Un autre phénomène, plus récent, vient également bouleverser ses habitus tricentenaires. Gagnée par la numérisation croissante de la société, la franc-maçonnerie tente en effet de s’adapter à l’outil informatique, et notamment aux possibilités offertes par le Web 2.0 en termes d’interactivité, de partage d’informations et de participation collective.

Cette entreprise d’adaptation pourrait paraître naturelle pour une institution philosophique et philanthropique fondée sur la sociabilité, ayant toujours favorisé les relations interpersonnelles et les débats d’idées en tous genres. Le réseau informatique, dans une telle perspective serait donc, pour certains francs-maçons, la continuité évidente du réseau humain et institutionnel que constitue la franc-maçonnerie. Inversant cette problématique, un auteur comme Nicolas Bonnal (2000) a vu dans le pouvoir démiurgique du réseau informatique créateur de mondes virtuels – qu’il compare à celui du Grand Architecte de l’Univers –, une « technognose » ouvrant sur une nouvelle voie initiatique. Quant à Jiri Pragman, animateur d’un blog maçonnique installé en Belgique (2005), il est allé jusqu’à se demander dans un récent ouvrage si l’Internet lui-même n’était pas maçonnique, dans son esprit, comme dans son mode de fonctionnement. Nous verrons pourtant que cette façon de concevoir les choses mérite d’être nuancée, voire corrigée, à la lumière des enquêtes que nous avons menées dans le cadre de cette étude. Celles-ci, en effet, nous ont amenée à souligner des points de convergence, mais aussi des éléments de divergence notables entre l’espace public traditionnel de la franc-maçonnerie, et le nouvel espace numérique dédié à la discussion et à la sociabilité qui se met progressivement en place, parallèlement aux travaux des loges.

De la même manière, les enjeux de visibilité – synonymes de transparence et exprimant une quête de légitimité auprès du public –, auxquels la franc-maçonnerie tente de répondre via les mass media, ainsi qu’à travers des actions de communication événementielle (Bryon-Portet, 2010), et qui semblent à première vue se poursuivre sur la Toile, doivent, selon nous, amener à des conclusions différentes.

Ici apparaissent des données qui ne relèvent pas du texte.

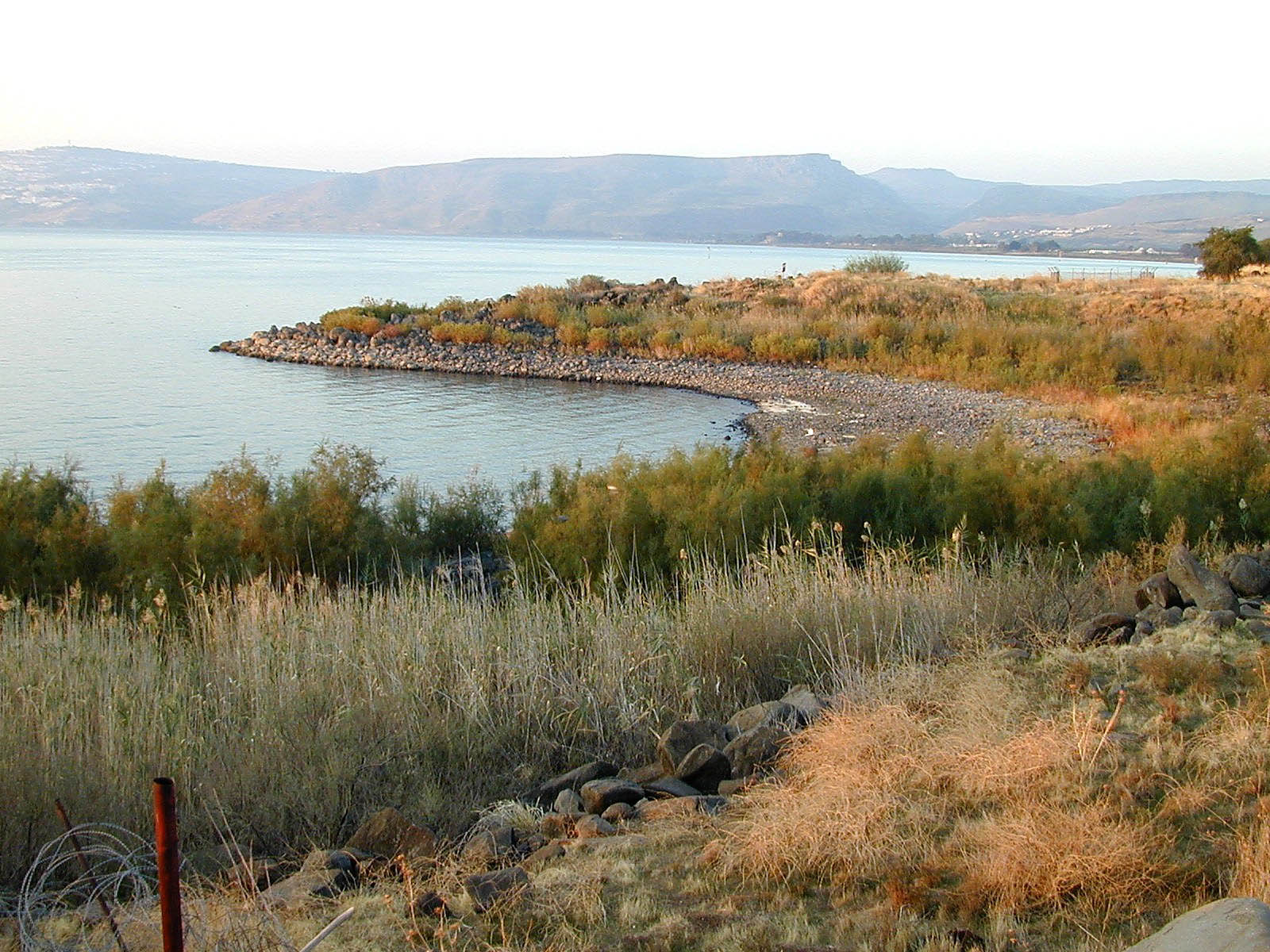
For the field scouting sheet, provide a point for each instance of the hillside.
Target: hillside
(103, 188)
(1160, 221)
(791, 198)
(620, 196)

En effet, si le développement d’une politique de communication institutionnelle à l’initiative des figures représentatives de la franc-maçonnerie (Grands Maîtres participant à des interviews ou à des émissions télévisées, organisation d’expositions temporaires, de salons et de conférences, création de sites internet pour les principales obédiences, ou édition de revues comme Franc-maçonnerie magazine, etc.) est relativement dénué de risques, dans la mesure où il diminue l’opacité d’une société ultra-discrète, tout en étant fortement maîtrisé, la prolifération récente de blogs maçonniques extra-obédientiels et ouverts aux profanes sur lesquels se tiennent des propos parfois calomnieux, entraîne aujourd’hui une potentielle désacralisation de l’image institutionnelle.

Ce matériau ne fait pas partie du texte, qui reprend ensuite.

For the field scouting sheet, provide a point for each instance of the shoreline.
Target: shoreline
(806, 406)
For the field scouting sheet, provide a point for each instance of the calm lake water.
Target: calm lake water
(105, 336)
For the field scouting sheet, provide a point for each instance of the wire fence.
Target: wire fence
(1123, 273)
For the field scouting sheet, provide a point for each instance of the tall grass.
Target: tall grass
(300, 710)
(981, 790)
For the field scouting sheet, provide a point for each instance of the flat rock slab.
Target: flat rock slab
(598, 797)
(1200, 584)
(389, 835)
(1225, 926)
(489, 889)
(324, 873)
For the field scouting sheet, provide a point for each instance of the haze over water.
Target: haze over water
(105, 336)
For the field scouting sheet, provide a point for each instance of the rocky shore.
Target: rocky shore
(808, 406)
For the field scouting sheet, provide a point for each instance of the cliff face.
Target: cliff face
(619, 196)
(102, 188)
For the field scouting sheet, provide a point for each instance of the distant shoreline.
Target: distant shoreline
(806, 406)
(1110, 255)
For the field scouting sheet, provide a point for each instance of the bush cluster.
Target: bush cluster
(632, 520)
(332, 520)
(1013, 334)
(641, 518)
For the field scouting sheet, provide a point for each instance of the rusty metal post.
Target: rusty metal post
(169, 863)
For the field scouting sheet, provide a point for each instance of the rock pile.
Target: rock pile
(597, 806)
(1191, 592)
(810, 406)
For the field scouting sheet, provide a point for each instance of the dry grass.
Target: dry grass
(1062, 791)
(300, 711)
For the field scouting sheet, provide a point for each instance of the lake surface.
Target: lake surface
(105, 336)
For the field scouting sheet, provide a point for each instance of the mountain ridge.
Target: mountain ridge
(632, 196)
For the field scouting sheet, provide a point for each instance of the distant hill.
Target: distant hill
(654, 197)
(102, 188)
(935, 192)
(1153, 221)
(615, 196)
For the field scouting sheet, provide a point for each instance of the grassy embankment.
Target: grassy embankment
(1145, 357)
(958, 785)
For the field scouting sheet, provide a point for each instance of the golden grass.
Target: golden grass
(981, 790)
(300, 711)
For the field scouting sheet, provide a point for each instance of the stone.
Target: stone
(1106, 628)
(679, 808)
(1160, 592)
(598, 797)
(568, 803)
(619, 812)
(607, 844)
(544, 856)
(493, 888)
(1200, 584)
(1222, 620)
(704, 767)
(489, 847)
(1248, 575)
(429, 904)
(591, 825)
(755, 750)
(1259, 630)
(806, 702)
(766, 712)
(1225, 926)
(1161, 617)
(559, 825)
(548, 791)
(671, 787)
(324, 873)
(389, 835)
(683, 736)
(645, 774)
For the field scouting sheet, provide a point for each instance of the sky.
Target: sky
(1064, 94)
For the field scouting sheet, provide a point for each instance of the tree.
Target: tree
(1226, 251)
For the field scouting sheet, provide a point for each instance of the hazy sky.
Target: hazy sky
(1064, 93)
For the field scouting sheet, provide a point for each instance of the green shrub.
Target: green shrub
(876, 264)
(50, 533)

Au-delà de cette problématique institutionnelle, nous avons également voulu savoir si, à l’heure où la société moderne occidentale voit sa sociabilité subir d’importantes mutations, une institution traditionnelle comme la franc-maçonnerie connaît également une transformation notable de la nature de son lien social et de ses modes d’expression. Au cours de nos recherches, nous nous sommes efforcée de dresser une typologie des différents supports numériques les plus couramment utilisés aujourd’hui par les francs-maçons (listes de diffusion, forums, blogs et réseaux sociaux numériques), et de définir les objectifs multiples qu’ils poursuivent (objectifs informationnels, communicationnels, relationnels et heuristiques). Ce faisant, nous avons cru bon de distinguer les réseautages qui utilisent l’Internet mais demeurent – comme une sorte d’intranet ou d’extranet –, réservés aux seuls initiés, de ceux qui sont accessibles aux profanes.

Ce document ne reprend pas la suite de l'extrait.